Optimal Timing of an Invasive Strategy in NSTE-ACS Patients

Study Questions:

What is the optimal timing of coronary angiography in patients with non-ST-elevation acute coronary syndromes (NSTE-ACS)?

Methods:

The investigators identified randomized controlled trials comparing an early versus a delayed invasive strategy in patients presenting with NSTE-ACS by searching MEDLINE, Cochrane Central Register of Controlled Trials, and Embase. They included trials that reported all-cause mortality at least 30 days after in-hospital randomization and for which the trial investigators agreed to collaborate (i.e., providing individual patient data or standardized tabulated data). The authors pooled hazard ratios (HRs) using random-effects models. This meta-analysis is registered at PROSPERO (CRD42015018988).

Results:

Eight trials (n = 5,324 patients) with a median follow-up of 180 days (interquartile range [IQR], 180–360) were included. Overall, there was no significant mortality reduction in the early invasive group compared with the delayed invasive group (HR, 0.81; 95% CI, 0.64–1.03; p = 0.0879). In prespecified analyses of high-risk patients, we found lower mortality with an early invasive strategy in patients with elevated cardiac biomarkers at baseline (HR, 0.761; 95% CI, 0.581–0.996), diabetes (0.67, 0.45–0.99), a GRACE risk score >140 (0.70, 0.52–0·.5), and aged ≥75 years (0.65, 0.46–0.93), although tests for interaction were inconclusive.

Conclusions:

The authors concluded that an early invasive strategy does not reduce mortality compared with a delayed invasive strategy in all patients with NSTE-ACS.

Perspective:

This collaborative meta-analysis reports that in NSTE-ACS patients, there was no significant mortality benefit with an early invasive strategy compared with a delayed invasive strategy.
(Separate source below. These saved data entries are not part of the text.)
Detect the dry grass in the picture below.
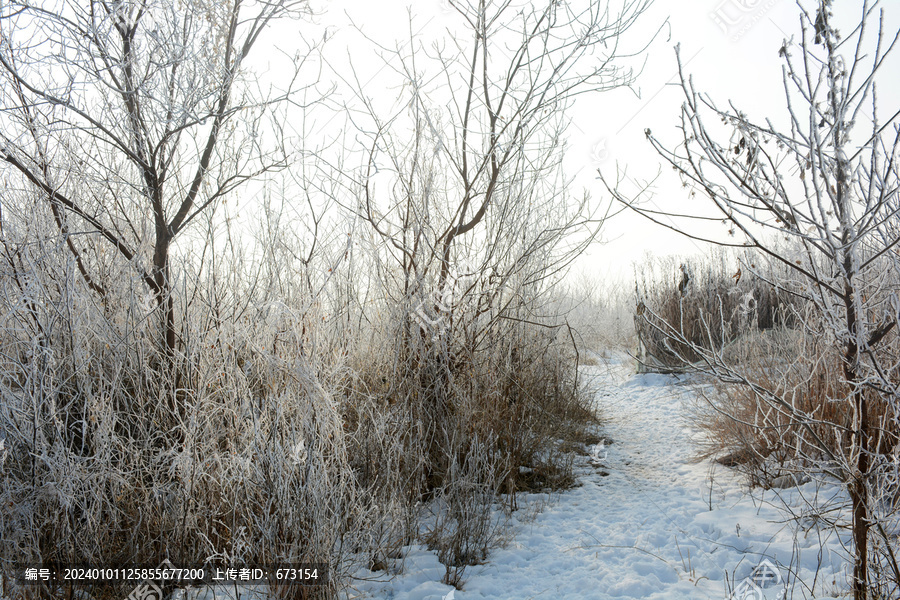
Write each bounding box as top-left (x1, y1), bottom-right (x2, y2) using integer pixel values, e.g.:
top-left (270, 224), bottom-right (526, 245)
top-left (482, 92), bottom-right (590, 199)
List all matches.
top-left (692, 330), bottom-right (844, 483)
top-left (635, 254), bottom-right (798, 371)
top-left (0, 245), bottom-right (597, 599)
top-left (691, 327), bottom-right (900, 490)
top-left (340, 304), bottom-right (598, 588)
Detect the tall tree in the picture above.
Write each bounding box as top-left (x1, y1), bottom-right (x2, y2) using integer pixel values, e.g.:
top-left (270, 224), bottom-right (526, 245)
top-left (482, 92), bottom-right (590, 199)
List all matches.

However, pre-defined subgroup analyses suggested lower mortality in four high-risk subgroups: those with elevated cardiac biomarkers at baseline, diabetes, GRACE risk score >140 points, and aged ≥75 years, although tests for risk–treatment interactions were not statistically significant. A large, prospective confirmatory trial would be needed to obtain definitive evidence of whether an early invasive strategy is beneficial compared with a delayed invasive strategy in these high-risk subgroups, as the current study findings should be considered hypothesis generating. For now, it would be prudent to follow the current guidelines on management of NSTE-ACS regarding risk-based timing of coronary angiography.